There are a few companies out there who publish logic and critical thinking curriculums. They range in price and whether they are consumable or reproducible. I have three kids in different grades so I prefer reproducible books. They usually cost the same or just a little more than a consumable book, so it saves a lot of money for me in the long run.
This year I've been using Evan-Moor's Thinking Skills, grades 3-4 and Hands-On Thinking Activities for grades 1-3. I have to be honest, I'm using both because I have them. I like the Thinking Skills book. It is reproducible and has great age appropriate logic exercises. But, it is $21 on Amazon. I purchased the second book for only a dollar second hand and it has far fewer activities, but it's great for 1st or 2nd graders new to logic and puzzles. Would I spend $11 on it used? Probably not.
Although I like these books, I wanted to find another curriculum that would work for me at home and my friend in her classroom. One of my conditions was to find a less expensive option.
A few months ago, I happened upon Prufrock Press. They publish several different logic and critical thinking series. One is titled Lollipop Logic, for grades K-2. Another is Logic Safari. And a third series begins with Logic Countdown for grades 3-4.
In this post, I'm going to review this third series, which includes Logic Countdown, Logic Liftoff, and Orbiting With Logic by Bonnie Risby. I have the first two books of the series. There are 54 pages of puzzles in the first book and 56 in the second. The puzzles focus on relationships, analogies, sequencing, syllogisms, as well as inferencing and deduction skills. These are reproducible books that lend themselves to use by homeschoolers and classroom teachers.
For the past few weeks, my oldest daughter has been completing two exercises a week from Logic Countdown. She enjoys them. Once in a while she has come up with another answer for the relationship exercises. Her answers are reasonable though and so I think that her answers are "right" even if they are different than the answers in the back of the book. For the most part, the answers are clear cut. I asked my daughter her opinion and she loves the book. She find the exercises fun. I want my kids to look at language or mathematical puzzles as "fun". I believe this feeling will help them want to tackle problems they don't understand rather than shrink from them.

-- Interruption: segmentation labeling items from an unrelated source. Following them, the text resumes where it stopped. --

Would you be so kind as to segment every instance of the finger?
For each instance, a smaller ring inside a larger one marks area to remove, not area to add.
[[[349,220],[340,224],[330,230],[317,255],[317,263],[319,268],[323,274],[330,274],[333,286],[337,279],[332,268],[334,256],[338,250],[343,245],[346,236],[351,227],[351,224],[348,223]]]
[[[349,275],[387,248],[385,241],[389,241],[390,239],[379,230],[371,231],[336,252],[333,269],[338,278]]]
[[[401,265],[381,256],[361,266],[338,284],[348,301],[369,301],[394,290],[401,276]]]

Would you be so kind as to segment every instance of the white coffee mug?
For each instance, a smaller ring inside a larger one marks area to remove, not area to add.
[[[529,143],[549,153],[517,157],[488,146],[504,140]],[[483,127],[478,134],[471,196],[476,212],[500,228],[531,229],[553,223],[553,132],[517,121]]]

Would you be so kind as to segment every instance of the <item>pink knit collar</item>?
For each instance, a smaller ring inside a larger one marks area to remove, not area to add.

As a homeschooler, these books are great for use with gifted students who finish their work quickly. They are also great worksheets to give children when they're done with an assignment and waiting for your help.

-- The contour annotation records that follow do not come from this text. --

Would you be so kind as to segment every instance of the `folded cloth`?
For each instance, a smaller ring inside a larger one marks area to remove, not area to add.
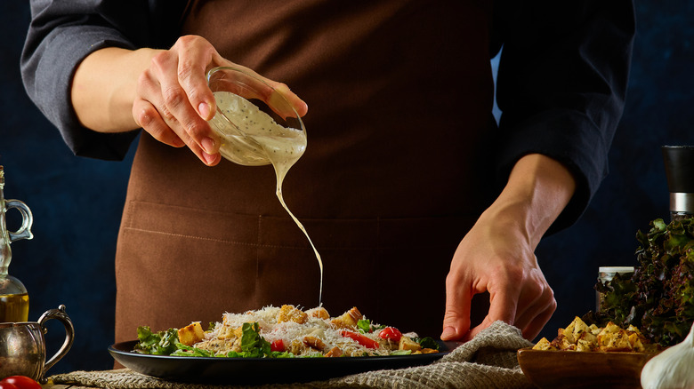
[[[496,322],[440,360],[426,365],[375,370],[302,384],[271,385],[265,388],[531,388],[518,364],[516,352],[532,345],[520,331]],[[166,381],[128,369],[75,371],[49,377],[53,384],[106,389],[227,389],[250,386],[212,385]]]

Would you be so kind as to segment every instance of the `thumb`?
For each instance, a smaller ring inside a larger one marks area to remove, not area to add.
[[[471,298],[472,293],[466,288],[447,285],[441,340],[461,339],[470,330]]]

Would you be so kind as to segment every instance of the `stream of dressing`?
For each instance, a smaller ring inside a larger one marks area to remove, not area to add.
[[[223,121],[219,115],[210,121],[224,138],[220,147],[222,155],[243,165],[262,165],[269,162],[275,169],[277,198],[306,235],[316,254],[320,268],[319,306],[322,306],[323,261],[306,228],[289,210],[282,195],[282,182],[286,172],[306,150],[306,132],[278,124],[255,105],[231,92],[214,92],[214,99],[219,109],[238,127],[238,130],[233,128],[234,124]],[[238,130],[245,133],[245,136],[239,133]]]

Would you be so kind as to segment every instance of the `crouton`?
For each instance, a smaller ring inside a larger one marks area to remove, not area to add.
[[[178,341],[185,345],[193,345],[205,338],[200,322],[190,323],[178,330]]]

As a classroom teacher, I wouldn't copy the pages of these books. Instead, I'd use 2-4 questions daily after lunch or recess to get my students brains to reengage. I'd write them on an overhead, smart board, or chalk board.
The biggest difference between these books and Evan-Moor's critical thinking series is the amount of teacher explanation and thickness of the books. Evan Moor gives a great deal of explanation for every pair of worksheets. These books by Ms. Risby does not. She gives an overview of the book's exercises at the beginning of each book. But, I don't think the explanation is needed.

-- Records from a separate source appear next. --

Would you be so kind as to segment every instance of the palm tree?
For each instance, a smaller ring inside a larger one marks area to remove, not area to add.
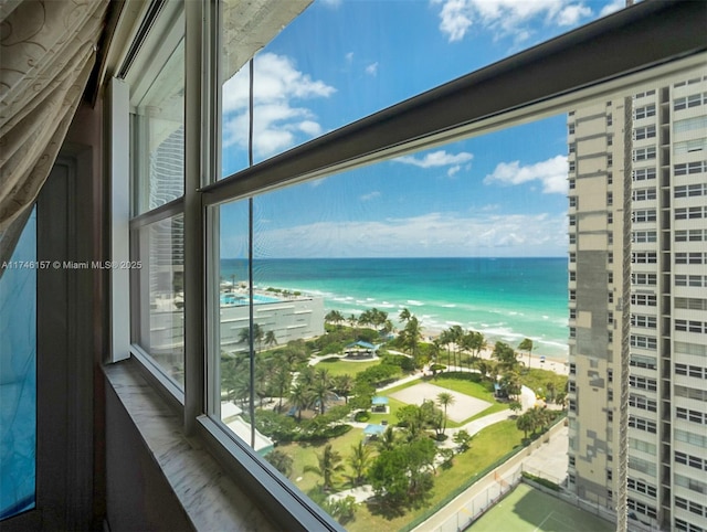
[[[398,443],[395,430],[390,425],[386,428],[386,432],[378,439],[378,451],[392,450]]]
[[[412,318],[412,315],[407,308],[402,309],[400,311],[400,316],[398,316],[398,319],[400,319],[400,321],[402,321],[403,323],[405,323],[410,318]]]
[[[354,390],[354,377],[348,373],[342,375],[337,375],[334,377],[334,391],[344,396],[346,404],[349,403],[349,395],[351,395],[351,391]]]
[[[274,449],[265,455],[265,459],[285,477],[292,475],[293,459],[289,455],[286,455],[282,450]]]
[[[297,409],[297,419],[302,421],[302,411],[310,403],[309,391],[304,384],[297,383],[292,387],[289,403]]]
[[[516,419],[516,427],[518,430],[523,430],[524,439],[528,439],[528,432],[535,430],[535,422],[529,413],[519,415]]]
[[[351,446],[351,456],[349,456],[349,466],[354,471],[350,477],[354,486],[360,486],[366,480],[366,470],[370,464],[371,449],[363,445],[363,440],[359,440],[358,445]]]
[[[330,310],[325,317],[324,321],[329,323],[334,323],[335,326],[339,324],[344,321],[344,316],[338,310]]]
[[[331,448],[331,444],[327,444],[324,453],[317,455],[317,464],[318,466],[305,466],[304,471],[321,477],[324,491],[330,491],[334,488],[335,475],[344,470],[341,455]]]
[[[444,424],[442,425],[442,434],[445,434],[446,432],[446,407],[454,404],[454,395],[452,395],[450,392],[441,392],[437,394],[437,404],[444,407]]]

One other difference is the font used in these books. I've recently been looking at various worksheets on teacherspayteachers.com and teacher's notebook. It is very interesting to me to see how many elementary teachers choose fancy fonts for classroom worksheets. They also use an excessive amount of graphics (in my opinion). These fonts look pretty and fun, but they are actually much more difficult for children to read--especially children who have difficulties reading. The font used in in these books from Prufrock Press look old fashioned, but they are a tried and true font that is easy for children to read. For children who have difficulty focusing, place a blank paper bookmark beneath each question. That is the one downside to these worksheets--the formatting doesn't always let children easily distinguish between one question and the next.
This wouldn't effect a classroom teacher using these worksheet exercises for warm-ups, but it would affect a homeschooler completing the exercises on his or her own.
Would I recommend Logic Countdown and the other two books in this series? Yes. The books are an affordable, solid curriculum supplement. They will allow students to stretch their minds without adding a lot of time onto their school day!
Please note that I received a complimentary copy of Logic Countdown and Logic Liftoff for review from Prufrock Press.